The boom in natural gas production has forced prices down domestically, from $13/MMBtu (one million Btu, or British Thermal Units) to about $4/MMBtu, or about a 60% decrease. This is already creating a drive to convert from oil to natural gas for industrial and residential andcommercial transportation energy needs. Moving from oil to natural gas cannot happen overnight, and with the current administration’s hostility to both oil and coal, prices and domestic development of those resources can be expected to remain deliberately inflated for the foreseeable future. But as natural gas development gains momentum, the prospect of exporting LNG or liquid natural gas creates the possibility of neutralizing the cost of continued oil imports.
Cross-sector economic growth
Becoming an exporter of LNG means renovating part of our transport industry, specifically converting under-utilized oil import terminals into export terminals for LNG. According to the McKinsey report, the U.S. Department of Energy has already approved two such conversions, and is reviewing applications for 20 more. This of course represents a “stimulus” and job creation for several years’ worth of construction, engineering, and infrastructure projects, and represents just one of the ancillary effects of the boom in natural gas. Dramatically increased energy costs over the past several years have been a significant contributor to rising costs of goods and services across the board, whether it be transportation, electricity, heating, or nearly anything you care to name. The cost and relative abundance of energy is one of the keys to unlocking economic growth in all sectors, which is why McKinsey’s report shows the potential impact of energy, and particularly shale gas, as far outstripping the other game-changing sectors. It is the one sector that impacts ALL others. Put another way, it is the one game-changing sector that can significantly hamstring all the others if it were taken out of the picture.
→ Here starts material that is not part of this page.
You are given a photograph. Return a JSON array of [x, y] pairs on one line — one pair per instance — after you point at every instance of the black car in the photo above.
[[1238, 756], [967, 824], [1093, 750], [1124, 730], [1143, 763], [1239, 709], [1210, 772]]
A cynic may point out that the only reason natural gas is booming right now it that the current administration didn’t anticipate the industry’s sudden rise, and thus did not react quickly enough to dampen it with regulation the way it has done with coal and oil. I would argue however that trying to do so now would cause such economic harm, as well as cost so many jobs, that even this administration could not withstand the resulting outcry. The genie is already out of the bottle, so to speak. But as the McKinsey report points out, it remains keenly in the best interest of the gas industry to continue to develop safe, clean, and responsible methods of recovery. Certain political cohorts—and we all know who they are!—have already demonstrated their willingness to go to completely dishonest lengths to vilify techniques like hydraulic fracturing, so it’s easy to imagine what they would do if they didn’t have to make things up. Still, without interference from the government, or hysterical propaganda from the environmental movement, natural gas is a good reason to believe in a brighter economic future.